(Kilas balik perjuangan ASI ekslusive untuk anakku)
“Pastikan pada para perawat bahwa aku akan memberi ASI ekslusif pada anakku, jangan biarkan mereka menambahkan susu formula atau apapun kepada bayiku “ pesanku kepada suami sebelum aku dioperasi cesar kala itu. Saat itu aku hendak melahirkan anak keduaku di sebuah rumah sakit ibu dan anak di bilangan Depok. Volume ketuban yang sudah dibawah normal membuat dokter mengharuskanku melahirkan secara cesar.

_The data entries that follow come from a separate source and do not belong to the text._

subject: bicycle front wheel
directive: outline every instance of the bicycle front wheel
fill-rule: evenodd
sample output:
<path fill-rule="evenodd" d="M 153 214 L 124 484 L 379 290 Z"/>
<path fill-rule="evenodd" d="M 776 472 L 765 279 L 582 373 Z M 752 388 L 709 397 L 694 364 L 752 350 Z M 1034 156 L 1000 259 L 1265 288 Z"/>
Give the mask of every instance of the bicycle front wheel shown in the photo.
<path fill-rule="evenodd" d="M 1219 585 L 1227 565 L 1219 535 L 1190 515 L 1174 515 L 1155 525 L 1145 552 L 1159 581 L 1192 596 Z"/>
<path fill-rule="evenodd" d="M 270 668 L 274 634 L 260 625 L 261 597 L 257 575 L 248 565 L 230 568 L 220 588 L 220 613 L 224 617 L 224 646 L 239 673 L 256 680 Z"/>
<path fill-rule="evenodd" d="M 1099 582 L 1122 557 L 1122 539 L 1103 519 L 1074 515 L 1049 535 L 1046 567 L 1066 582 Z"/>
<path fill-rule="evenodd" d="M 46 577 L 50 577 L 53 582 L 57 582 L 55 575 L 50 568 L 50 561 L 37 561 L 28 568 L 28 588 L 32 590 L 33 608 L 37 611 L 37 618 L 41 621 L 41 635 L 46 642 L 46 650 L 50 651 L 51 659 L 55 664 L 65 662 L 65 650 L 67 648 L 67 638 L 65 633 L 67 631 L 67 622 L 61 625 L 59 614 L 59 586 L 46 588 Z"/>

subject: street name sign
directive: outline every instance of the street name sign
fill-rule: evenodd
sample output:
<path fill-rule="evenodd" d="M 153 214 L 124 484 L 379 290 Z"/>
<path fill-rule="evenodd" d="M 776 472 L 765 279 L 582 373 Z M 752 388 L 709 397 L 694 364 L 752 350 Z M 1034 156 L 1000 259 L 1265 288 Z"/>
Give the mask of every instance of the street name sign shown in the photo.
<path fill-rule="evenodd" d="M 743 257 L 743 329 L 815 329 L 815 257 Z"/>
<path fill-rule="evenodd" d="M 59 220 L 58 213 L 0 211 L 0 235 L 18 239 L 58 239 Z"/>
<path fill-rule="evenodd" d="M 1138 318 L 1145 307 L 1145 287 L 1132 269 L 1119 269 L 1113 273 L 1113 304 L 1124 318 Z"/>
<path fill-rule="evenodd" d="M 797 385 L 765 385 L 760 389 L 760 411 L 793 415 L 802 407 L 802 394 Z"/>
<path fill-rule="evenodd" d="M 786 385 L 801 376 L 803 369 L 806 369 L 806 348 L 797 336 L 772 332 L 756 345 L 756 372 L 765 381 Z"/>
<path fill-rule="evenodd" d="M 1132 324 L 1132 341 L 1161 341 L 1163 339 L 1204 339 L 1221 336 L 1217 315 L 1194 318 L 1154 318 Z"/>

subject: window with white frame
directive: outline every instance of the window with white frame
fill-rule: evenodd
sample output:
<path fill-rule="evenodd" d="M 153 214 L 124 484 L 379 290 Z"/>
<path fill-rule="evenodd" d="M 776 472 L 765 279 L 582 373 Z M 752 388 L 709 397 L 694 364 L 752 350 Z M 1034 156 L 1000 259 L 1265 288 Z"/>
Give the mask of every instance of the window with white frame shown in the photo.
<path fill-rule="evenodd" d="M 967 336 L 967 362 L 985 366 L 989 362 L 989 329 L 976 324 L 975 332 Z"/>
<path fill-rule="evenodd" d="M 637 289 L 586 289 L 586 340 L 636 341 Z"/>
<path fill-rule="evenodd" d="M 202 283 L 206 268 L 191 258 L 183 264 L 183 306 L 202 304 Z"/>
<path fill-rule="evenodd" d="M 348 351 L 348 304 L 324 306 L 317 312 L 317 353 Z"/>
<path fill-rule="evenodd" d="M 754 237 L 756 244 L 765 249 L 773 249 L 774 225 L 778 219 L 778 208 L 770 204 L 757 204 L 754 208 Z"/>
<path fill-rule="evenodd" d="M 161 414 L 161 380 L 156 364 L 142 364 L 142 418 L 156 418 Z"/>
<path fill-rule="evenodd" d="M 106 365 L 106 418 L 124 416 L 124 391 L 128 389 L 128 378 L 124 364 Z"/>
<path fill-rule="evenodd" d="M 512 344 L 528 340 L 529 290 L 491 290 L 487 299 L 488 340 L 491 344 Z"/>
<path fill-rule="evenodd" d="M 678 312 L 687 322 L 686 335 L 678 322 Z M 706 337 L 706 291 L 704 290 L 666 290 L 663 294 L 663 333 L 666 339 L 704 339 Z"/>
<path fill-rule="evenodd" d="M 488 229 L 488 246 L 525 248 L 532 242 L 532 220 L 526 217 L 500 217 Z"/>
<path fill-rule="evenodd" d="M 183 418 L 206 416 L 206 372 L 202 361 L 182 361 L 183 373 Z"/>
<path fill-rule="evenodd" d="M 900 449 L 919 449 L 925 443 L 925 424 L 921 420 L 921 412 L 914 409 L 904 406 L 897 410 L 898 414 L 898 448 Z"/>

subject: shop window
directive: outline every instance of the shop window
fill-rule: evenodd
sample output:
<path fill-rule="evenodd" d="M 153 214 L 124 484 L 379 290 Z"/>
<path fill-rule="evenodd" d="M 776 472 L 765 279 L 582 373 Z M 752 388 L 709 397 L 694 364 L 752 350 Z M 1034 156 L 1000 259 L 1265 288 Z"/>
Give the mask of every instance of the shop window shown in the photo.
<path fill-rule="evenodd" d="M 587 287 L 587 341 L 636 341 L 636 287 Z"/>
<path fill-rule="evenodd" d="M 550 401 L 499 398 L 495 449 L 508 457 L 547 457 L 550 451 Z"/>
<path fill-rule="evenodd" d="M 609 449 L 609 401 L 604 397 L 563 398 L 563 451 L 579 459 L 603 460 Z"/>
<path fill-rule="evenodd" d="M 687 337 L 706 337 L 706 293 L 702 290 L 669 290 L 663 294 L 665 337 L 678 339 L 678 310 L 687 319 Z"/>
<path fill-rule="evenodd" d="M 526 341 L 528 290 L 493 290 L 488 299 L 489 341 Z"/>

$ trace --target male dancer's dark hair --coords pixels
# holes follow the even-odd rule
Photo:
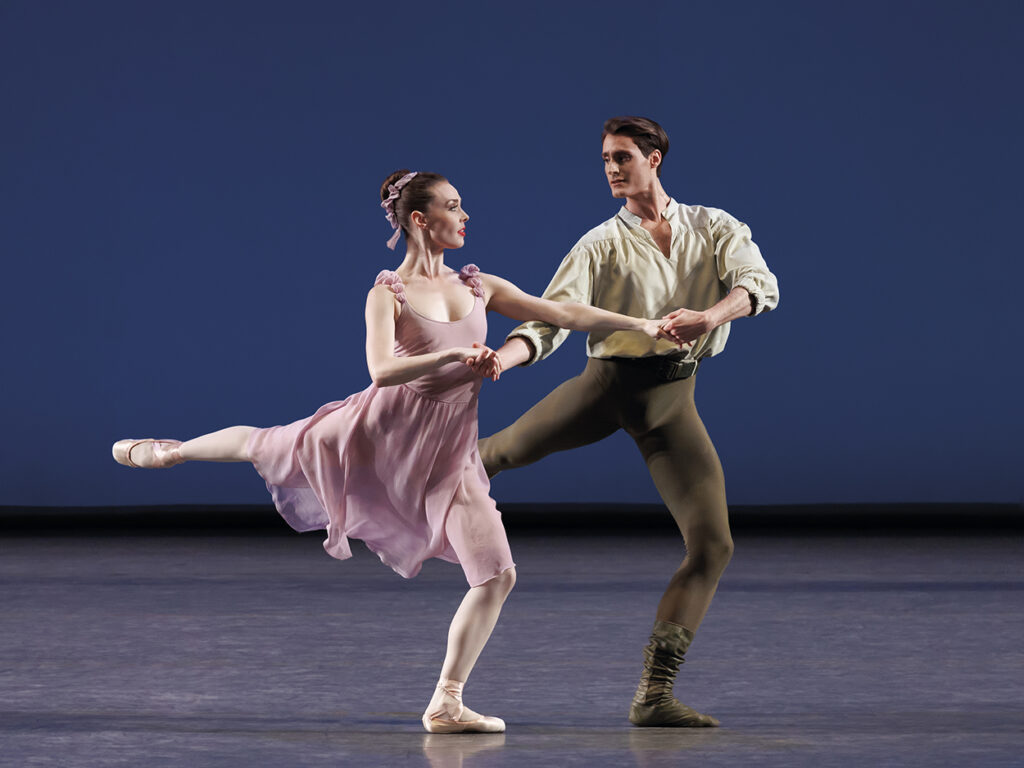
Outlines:
[[[663,160],[669,154],[669,134],[662,126],[647,118],[628,116],[606,120],[601,131],[601,140],[604,141],[604,137],[608,134],[630,136],[645,158],[650,157],[654,150],[662,153]],[[660,165],[657,166],[657,175],[662,175]]]

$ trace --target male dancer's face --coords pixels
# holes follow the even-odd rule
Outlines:
[[[601,144],[604,175],[613,198],[633,198],[648,191],[657,183],[657,168],[662,153],[654,150],[646,158],[631,136],[609,133]]]

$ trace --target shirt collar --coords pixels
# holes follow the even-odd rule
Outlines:
[[[662,211],[662,217],[667,219],[672,218],[672,214],[675,213],[676,208],[678,206],[679,204],[675,201],[674,198],[669,198],[669,205],[667,205],[665,207],[665,210]],[[618,213],[616,215],[618,216],[618,218],[621,218],[623,221],[625,221],[627,224],[630,224],[631,226],[640,226],[640,222],[643,220],[632,211],[629,211],[626,208],[626,206],[620,208]]]

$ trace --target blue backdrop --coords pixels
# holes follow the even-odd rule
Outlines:
[[[450,263],[540,293],[614,214],[602,121],[748,222],[777,311],[698,403],[743,504],[1022,500],[1019,2],[0,2],[0,504],[259,503],[126,436],[306,416],[369,383],[381,180],[446,174]],[[492,317],[490,341],[513,324]],[[485,385],[481,432],[584,365]],[[654,502],[617,435],[499,501]]]

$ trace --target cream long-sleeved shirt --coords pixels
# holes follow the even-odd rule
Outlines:
[[[662,212],[672,225],[672,247],[662,253],[640,217],[624,206],[587,232],[562,260],[544,298],[591,304],[634,317],[662,317],[671,311],[708,309],[734,288],[744,288],[754,314],[778,304],[778,283],[768,270],[751,230],[725,211],[669,201]],[[569,332],[540,321],[524,323],[508,335],[530,343],[525,365],[551,354]],[[694,342],[688,358],[718,354],[729,338],[729,324]],[[592,331],[591,357],[647,357],[677,350],[672,342],[636,331]]]

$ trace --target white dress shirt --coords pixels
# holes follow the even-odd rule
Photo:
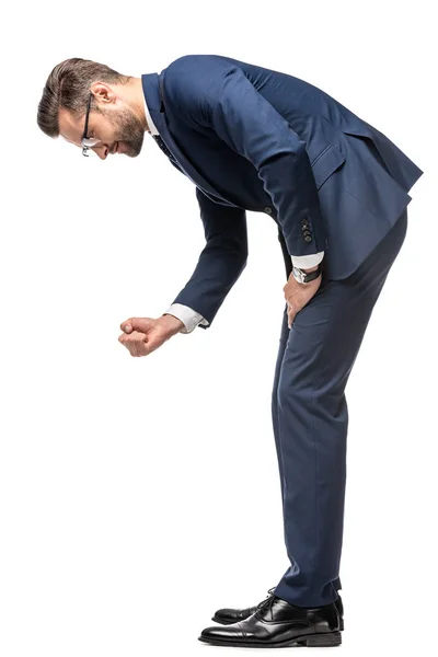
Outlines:
[[[152,120],[150,115],[148,104],[146,102],[146,97],[143,94],[145,101],[145,114],[146,120],[150,128],[150,135],[160,135],[157,130],[157,127]],[[324,257],[324,251],[320,251],[319,253],[312,253],[311,255],[292,255],[292,264],[296,267],[301,267],[307,269],[308,267],[315,267]],[[198,324],[203,324],[204,326],[208,326],[209,322],[203,318],[201,314],[193,310],[188,306],[184,306],[183,303],[172,303],[163,314],[171,314],[174,318],[178,319],[184,324],[184,328],[180,331],[180,333],[192,333],[194,328]]]

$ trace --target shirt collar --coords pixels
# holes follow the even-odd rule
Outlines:
[[[160,135],[160,132],[157,130],[155,125],[152,120],[152,117],[150,115],[149,112],[149,107],[148,107],[148,103],[146,102],[146,96],[143,94],[143,102],[145,102],[145,114],[146,114],[146,120],[148,123],[148,126],[150,127],[150,134],[151,135]]]

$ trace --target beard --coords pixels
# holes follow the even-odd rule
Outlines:
[[[117,152],[136,158],[141,152],[145,139],[145,129],[138,116],[130,107],[117,111],[105,108],[101,112],[115,127],[114,143],[118,142]]]

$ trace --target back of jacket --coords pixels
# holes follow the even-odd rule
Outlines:
[[[171,62],[160,81],[162,136],[171,150],[175,146],[183,172],[185,162],[199,172],[192,180],[201,211],[208,199],[269,214],[286,261],[324,250],[328,278],[356,270],[408,205],[408,191],[423,174],[385,135],[289,73],[231,57],[187,55]],[[284,125],[293,140],[290,146],[284,139],[283,149]],[[281,159],[283,150],[292,157]],[[310,244],[300,241],[303,218],[313,223]]]

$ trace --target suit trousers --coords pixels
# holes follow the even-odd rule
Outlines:
[[[290,566],[274,592],[298,607],[328,604],[341,588],[345,387],[406,229],[407,208],[349,277],[331,280],[323,268],[290,330],[284,310],[272,414]]]

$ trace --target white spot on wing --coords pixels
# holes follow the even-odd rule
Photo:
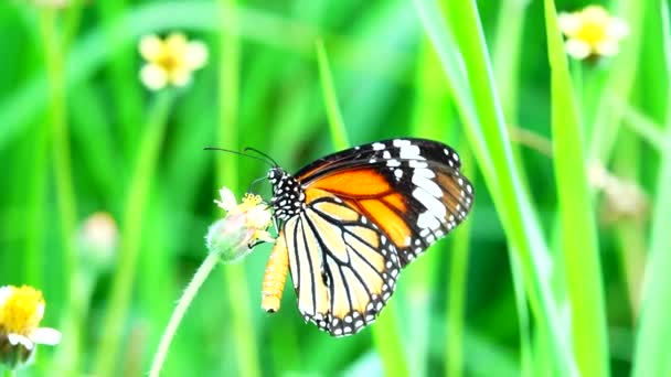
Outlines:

Di ruang operasi, aku sepenuhnya sadar. Obat bius lokal yang memati rasakan bagian bawah tubuhku, ternyata tak mempengaruhi kesadaranku. Selama berjalannya operasi aku bahkan bisa melihat saat tubuh bayi kecilku yang masih bersimbah darah dikeluarkan dari perutku. Aku pun bisa melihat plasenta yang terburai keluar dari perutku. Sambil bercanda ria dengan para medis, dokter kandunganku menjalankan tugasnya dengan seksama. “Dokter..inisiasi dini dokter…” jeritku cerewet mengingatkan sang dokter agar tak lupa melakukan proses inisiasi menyusu dini padaku dan bayiku. “Bentar ya bu, hidung bayi ibu tersumbat sesuatu, kami harus menyedotnya terlebih dahulu” proses Inisiasi menjadi tertunda. Masih di ruang operasi, tapi bergeser dari tempat semula aku dibedah. Tak lama kemudian sang bayi diberikan kepadaku dan diletakkannya di dadaku. Kubiarkan dia berada di dadaku, berusaha mencari-cari sumber kehidupannya, air susu ibu.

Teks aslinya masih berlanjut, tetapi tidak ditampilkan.